Afferent fibers reach the hypothalamus by way of the anterior limb of the internal capsule (see Figs. 11-15 and 16-7), the fornix (see Figs. 11-10, 11-11, and 11-12, 11-16, and 16-7), the stria terminalis (see Figs. 11-12 and 16-9), the diagonal band (within the anterior perforated substance), the medial forebrain bundle, and the dorsal longitudinal fasciculus. Themedial forebrain bundle consists of ascending and descending myelinated axons of different lengths extending from the septal area and anterior perforated substance of the forebrain into the lateral zone of the hypothalamus. The dorsal longitudinal fasciculus is formed from unmyelinated periventricular axons in the medial zone of the hypothalamus; these converge into a distinct bundle in the periaqueductal gray matter of the midbrain, continuing caudally in the medial part of the floor of the fourth ventricle. Efferent fibers ascend from the hypothalamus to the thalamus in the mamillothalamic fasciculus (bundle of Vicq d'Azyr; Fig. 11-16) and to the basal cholinergic forebrain nuclei (see Chapter 12) in the diagonal band. Descending efferents are carried in the medial forebrain bundle and dorsal longitudinal fasciculus and in the mamillotegmental tract, which is a branch of the mamillothalamic fasciculus.

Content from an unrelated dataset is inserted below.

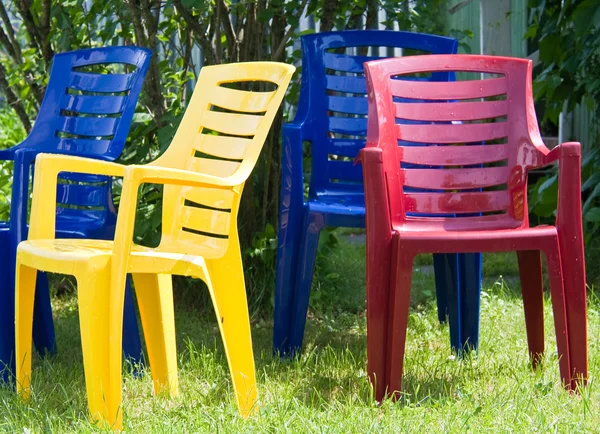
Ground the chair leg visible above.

The other major output of the hypothalamus consists of hormones secreted into blood vessels by neurosecretory cells. This is explained in connection with the hypothalamic control of the pituitary gland.

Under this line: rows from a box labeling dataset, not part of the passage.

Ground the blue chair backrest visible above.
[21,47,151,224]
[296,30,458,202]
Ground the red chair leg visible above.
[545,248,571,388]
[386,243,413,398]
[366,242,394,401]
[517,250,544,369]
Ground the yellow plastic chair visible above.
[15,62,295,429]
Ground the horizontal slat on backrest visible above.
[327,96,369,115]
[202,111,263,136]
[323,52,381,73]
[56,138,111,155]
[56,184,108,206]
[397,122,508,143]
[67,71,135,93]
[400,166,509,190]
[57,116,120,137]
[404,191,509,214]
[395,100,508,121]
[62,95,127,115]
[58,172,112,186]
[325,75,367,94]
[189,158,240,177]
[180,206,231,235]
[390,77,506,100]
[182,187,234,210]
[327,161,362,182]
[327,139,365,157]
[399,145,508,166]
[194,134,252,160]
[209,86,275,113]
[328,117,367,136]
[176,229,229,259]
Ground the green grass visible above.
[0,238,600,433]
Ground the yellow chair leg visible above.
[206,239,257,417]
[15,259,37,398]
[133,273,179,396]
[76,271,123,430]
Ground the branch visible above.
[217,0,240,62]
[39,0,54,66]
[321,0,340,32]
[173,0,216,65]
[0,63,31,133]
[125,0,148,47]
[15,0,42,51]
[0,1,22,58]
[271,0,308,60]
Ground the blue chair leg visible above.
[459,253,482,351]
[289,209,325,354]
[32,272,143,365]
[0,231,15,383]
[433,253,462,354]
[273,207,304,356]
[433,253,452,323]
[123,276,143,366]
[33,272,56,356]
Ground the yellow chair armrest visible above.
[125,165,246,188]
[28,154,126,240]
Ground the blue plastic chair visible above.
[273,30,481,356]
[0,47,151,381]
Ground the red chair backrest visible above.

AUTONOMIC AND RELATED FUNCTIONS OF THE HYPOTHALAMUS

Knowledge of hypothalamic function has been derived partly from human clinicopathological correlations but largely from experimentation in animals. In interpreting the effects of electrical stimulation or of destructive lesions, it is necessary to appreciate that the axons of neurons in the anterior parts of the medial zone of the hypothalamus pass through the posterior parts of the medial zone and through the lateral zone on their way to the brain stem. It is therefore difficult to infer the localization of functions from abnormalities that follow stimulation or ablation of individual hypothalamic nuclei.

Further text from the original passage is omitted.